Looking to showcase the wonders of modern home technology, Kansas City Power & Light in 1954 built a home at 4602 Homestead Drive in Prairie Village chock full of the latest in time-saving features. The drapes in the living room came to a close with the flip of a switch. A dial in the foyer could turn lights on or off in any room in the 1,200 square foot house. A television was set in above the fireplace, and could be covered with a framed painting on a sliding track when not in use. This “lazy man’s paradise” was KCP&L’s way to promote the kind of life possible in the burgeoning Johnson County suburbs following World War II. In the six months it stayed open to the public as a model home, more than 60,000 people visited — more than the entire population of the area at the time.
And next month, the public will once again get to tour the All Electric Home in its new, permanent location inside the Johnson County Museum at the soon-to-be-completed Johnson County Arts and Heritage Center.
In 2011, the county purchased the vacant former King Louie building near Metcalf and 87th Street for around $2 million, and then passed a measure in 2015 to invest $22.2 million to turn the aging structure into a new home for the Johnson County Museum and an off-season home for Theatre in the Park, as well as other amenities. Work on the new facility is nearly complete, with an opening date set for June 10.
Here’s a look at some of the spaces and features that are part of the new center:
Indoor theatre space for Theatre in the Park programming
Crews are already at work building the stage for the county’s production of Grease, which debuts in mid-June and will run for three weekends.
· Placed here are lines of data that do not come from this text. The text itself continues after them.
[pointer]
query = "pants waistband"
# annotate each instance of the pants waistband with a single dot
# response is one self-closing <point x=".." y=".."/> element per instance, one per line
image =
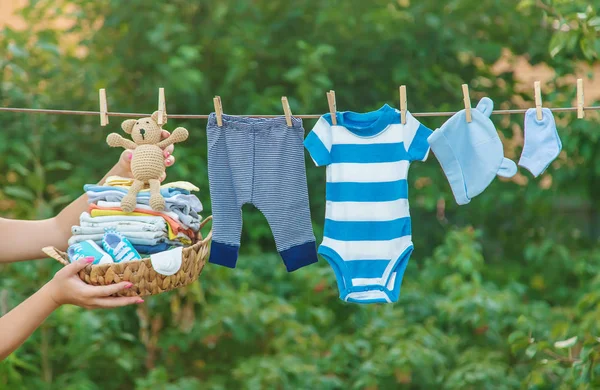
<point x="253" y="124"/>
The center features not only the new theatre space, which can accommodate up to 330 people depending on the arrangement of the stage and seating, but two rehearsal rooms and a workshop for the creation of sets. Across from the theatre is an event space that can also accommodate 330 people and can be rented for wedding receptions, corporate events and other gatherings.
New dance studio
A spacious dance studio with windows overlooking Metcalf will provide a space for expanded dance programming. It’s the county’s first dedicated dance studio.
Developmental Supports emerging artists program studio
Johnson County’s Developmental Supports program has already moved in to its new art studio in the center, which provides its Emerging Artist program with a space for clients to work. The Emerging Artist program gives Johnson County residents with developmental disabilities the opportunity to create original works of art that are then displayed at public shows and often sold to collectors, allowing the artists to earn income.
Lounge and meeting space
Visitors will enter the center from the south, where they’ll come into an ample lounge area with space for meetings.
A work table in the lounge area pays homage to the building’s long history as a bowling alley (though the wood from the table itself didn’t come from the King Louie lanes):
New home for the Johnson County Museum
The move of the Johnson County Museum from its aging home in Shawnee to the space inside the King Louie facility that used to house the ice skating rink allowed the curators to expand their displays. The new museum will tell the history of Johnson County from its formative days as the home of the Shawnee Indian Mission and later as a collection of agricultural communities in the southern part of the county to a booming post-war suburb. The museum features the old neon sign from the White Haven Motor Lodge on Metcalf:
…as well as a 1955 Chevrolet Bel-Aire, which sits just outside the exhibit’s centerpiece, the All Electric Home, which was transported via truck inside the building last year:
Here’s a look at the exterior of the facility, which was updated as part of the project as well:
The grand opening of the museum will be Saturday, June 10, when admission to the public will be free.